The central bank noted that banks had cut base rates by around 30 bps while the cumulative reduction in the policy rate was 75 bps so far in 2015.

Yields had eased intraday after the RBI governor said that there would be periodic reviews of the investment limits of foreign institutional investors in bonds. Ever since the limits were exhausted in August 2014, market participants had been demanding an increase as the potential dollar inflow into Indian bonds was high. Given the high return that Indian bonds give vis-a-vis other emerging market bonds, FIIs have been grabbing investment limits at high premiums at every auction.

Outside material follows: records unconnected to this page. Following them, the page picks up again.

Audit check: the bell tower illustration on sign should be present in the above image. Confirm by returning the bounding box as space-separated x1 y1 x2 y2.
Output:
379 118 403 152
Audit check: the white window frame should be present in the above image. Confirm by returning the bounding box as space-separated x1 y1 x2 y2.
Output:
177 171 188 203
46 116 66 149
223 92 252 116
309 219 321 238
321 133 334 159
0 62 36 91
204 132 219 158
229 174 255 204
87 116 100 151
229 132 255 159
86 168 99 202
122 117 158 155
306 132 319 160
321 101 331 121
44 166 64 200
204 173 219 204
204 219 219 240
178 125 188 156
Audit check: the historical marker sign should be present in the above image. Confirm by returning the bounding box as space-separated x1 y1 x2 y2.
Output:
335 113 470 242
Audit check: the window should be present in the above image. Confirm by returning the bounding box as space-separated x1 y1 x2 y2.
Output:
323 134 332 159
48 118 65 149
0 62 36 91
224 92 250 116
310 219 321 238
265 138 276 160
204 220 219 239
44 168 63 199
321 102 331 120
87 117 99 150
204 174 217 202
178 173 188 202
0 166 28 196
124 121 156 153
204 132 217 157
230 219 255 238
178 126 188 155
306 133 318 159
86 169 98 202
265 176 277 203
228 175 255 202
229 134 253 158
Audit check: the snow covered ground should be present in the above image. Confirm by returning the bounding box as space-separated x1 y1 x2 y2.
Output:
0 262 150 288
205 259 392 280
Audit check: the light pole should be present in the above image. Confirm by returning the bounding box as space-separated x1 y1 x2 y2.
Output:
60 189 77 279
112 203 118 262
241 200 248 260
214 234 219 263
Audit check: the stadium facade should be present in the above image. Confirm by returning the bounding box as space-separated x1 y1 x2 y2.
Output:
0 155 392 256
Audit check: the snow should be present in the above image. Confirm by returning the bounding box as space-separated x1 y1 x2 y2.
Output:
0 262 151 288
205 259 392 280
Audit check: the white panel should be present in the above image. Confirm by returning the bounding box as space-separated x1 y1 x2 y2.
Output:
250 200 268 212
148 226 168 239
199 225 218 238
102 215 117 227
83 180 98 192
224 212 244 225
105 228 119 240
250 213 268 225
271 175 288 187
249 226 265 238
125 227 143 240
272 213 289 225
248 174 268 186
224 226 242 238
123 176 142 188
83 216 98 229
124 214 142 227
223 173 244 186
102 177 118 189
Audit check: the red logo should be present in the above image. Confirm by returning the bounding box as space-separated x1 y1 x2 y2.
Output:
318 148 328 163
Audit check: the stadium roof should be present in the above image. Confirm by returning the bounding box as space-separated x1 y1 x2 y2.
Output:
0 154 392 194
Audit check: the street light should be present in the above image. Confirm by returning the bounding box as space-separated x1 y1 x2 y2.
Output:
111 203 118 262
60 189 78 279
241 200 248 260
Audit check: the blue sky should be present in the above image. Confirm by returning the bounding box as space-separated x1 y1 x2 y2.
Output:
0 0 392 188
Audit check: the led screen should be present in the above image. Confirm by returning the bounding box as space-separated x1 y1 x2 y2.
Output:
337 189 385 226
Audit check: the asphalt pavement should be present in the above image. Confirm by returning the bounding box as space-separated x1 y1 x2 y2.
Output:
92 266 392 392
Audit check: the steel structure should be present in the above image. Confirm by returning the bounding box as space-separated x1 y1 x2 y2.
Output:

However, bonds began to be sold thereafter and yields climbed back with the 10-year benchmark ending at the day’s high of 7.84%. “The policy statement was less dovish than expected. Further, there is a demand-supply mismatch as well,” said Ananth Narayan G, Regional head of financial markets for South Asia at Standard Chartered Bank.

The RBI’s stress on gradual reduction of the Statutory Liquidity Ratio (SLR) over a period of time also weighed on the market. A reduction in SLR would reduce the incremental demand for government bonds as it would allow banks to direct deposit flow into private companies. At present, banks have to park 21.5% of their deposits into government bonds under SLR.

“There is also no consensus in the market on the RBI’s position on liquidity. Some believe that OMO bond sales would be announced as early as tomorrow,” said Narayan.

While the RBI said in its statement that easy liquidity has helped transmission of rate cuts, Rajan indicated in his interaction with market participants that the RBI may continue to withdraw liquidity through bond sales under the open market operations (OMO).